Elas se queixam da pouca camisinha que conseguem pegar com Seu José (cada uma vem recebendo seis unidades de preservativos) e desconhecem outras formas de prevenção. Em um estado em que o número de imigrantes e profissionais do sexo aumenta expressivamente, a PrEP, a Profilaxia pré-Exposição, ainda é sonho.

A última vez que fizeram exames, foi quando engravidaram. Algumas há 15 anos. “Aqui no Brasil não fiz nada, mas me vacinei na Venezuela”, explica Jenifer satisfeita com tom de quem vem se cuidando muito bem, e há tempos.

Quando falo sobre PEP ,(Profilaxia pós-Exposição), ficam boquiabertas. Essa sim já está disponível em Roraima. Pedem que eu anote em um papel, que é para não esquecerem. Só lhes resta a sorte de encontrarem profissionais que de fato saibam lhes atender.

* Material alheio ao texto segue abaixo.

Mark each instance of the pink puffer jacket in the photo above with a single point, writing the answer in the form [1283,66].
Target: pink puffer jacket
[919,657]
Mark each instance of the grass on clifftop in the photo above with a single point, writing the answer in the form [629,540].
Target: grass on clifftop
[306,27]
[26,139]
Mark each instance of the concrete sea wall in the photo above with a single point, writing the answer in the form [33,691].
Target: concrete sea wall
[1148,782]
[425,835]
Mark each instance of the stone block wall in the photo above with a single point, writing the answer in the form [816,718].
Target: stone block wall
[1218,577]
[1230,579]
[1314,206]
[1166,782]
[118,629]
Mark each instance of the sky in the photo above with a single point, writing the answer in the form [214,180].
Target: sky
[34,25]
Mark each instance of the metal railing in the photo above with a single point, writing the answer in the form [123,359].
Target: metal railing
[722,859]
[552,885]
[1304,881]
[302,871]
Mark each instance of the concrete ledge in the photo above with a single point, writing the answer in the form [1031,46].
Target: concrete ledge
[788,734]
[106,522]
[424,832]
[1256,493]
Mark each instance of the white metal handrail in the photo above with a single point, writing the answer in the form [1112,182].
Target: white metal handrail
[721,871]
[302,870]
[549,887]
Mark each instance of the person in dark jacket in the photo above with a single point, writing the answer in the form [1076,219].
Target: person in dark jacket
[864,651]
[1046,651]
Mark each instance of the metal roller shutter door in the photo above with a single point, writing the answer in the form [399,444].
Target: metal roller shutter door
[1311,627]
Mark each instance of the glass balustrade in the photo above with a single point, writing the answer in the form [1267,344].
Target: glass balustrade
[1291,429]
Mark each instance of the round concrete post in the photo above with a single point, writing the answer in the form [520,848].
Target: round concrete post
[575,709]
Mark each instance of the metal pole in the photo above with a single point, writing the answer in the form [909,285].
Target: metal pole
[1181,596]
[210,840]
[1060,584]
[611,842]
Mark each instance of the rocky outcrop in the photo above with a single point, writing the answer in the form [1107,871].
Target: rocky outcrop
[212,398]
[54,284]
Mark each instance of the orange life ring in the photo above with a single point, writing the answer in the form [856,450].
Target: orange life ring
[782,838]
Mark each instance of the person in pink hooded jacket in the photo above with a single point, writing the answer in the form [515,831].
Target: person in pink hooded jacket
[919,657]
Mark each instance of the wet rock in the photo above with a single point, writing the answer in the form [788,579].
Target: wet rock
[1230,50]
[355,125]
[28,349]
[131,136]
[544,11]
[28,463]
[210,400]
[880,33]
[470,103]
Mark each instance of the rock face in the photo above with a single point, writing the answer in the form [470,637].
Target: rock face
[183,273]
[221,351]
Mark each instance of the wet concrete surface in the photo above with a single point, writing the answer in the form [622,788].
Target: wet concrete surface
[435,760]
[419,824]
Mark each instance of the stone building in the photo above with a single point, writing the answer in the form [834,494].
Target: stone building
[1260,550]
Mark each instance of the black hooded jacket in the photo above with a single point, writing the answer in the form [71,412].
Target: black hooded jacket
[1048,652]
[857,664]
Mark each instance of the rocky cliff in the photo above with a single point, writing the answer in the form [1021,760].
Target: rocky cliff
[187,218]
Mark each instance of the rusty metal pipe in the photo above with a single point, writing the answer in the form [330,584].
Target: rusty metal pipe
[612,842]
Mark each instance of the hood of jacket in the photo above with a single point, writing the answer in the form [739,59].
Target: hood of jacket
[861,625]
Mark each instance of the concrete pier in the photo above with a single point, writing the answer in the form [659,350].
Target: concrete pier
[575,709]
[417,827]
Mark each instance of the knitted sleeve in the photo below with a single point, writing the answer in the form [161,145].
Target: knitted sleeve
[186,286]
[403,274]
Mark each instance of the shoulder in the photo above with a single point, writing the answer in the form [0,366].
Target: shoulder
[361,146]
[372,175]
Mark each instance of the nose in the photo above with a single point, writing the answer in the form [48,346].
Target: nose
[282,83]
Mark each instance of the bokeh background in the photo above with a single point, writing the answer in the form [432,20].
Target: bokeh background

Por enquanto, quem mais tem feito o uso desse recurso, são profissionais de saúde que manuseiam objetos cortantes e acabam se expondo através de algum acidente. Seu José procura justificativas. “Estamos no fim de tudo. Uma capacitação acaba antes mesmo de chegar aqui. A sociedade civil daqui está de gaiato. É esquecida. Fica difícil brigar sozinho contra o estado. Não fizeram mais nenhum evento com nossa participação”, denuncia. Enquanto esperam por respostas, elas sobrevivem para salvar os filhos. E a saúde passa a ser o menor dos problemas.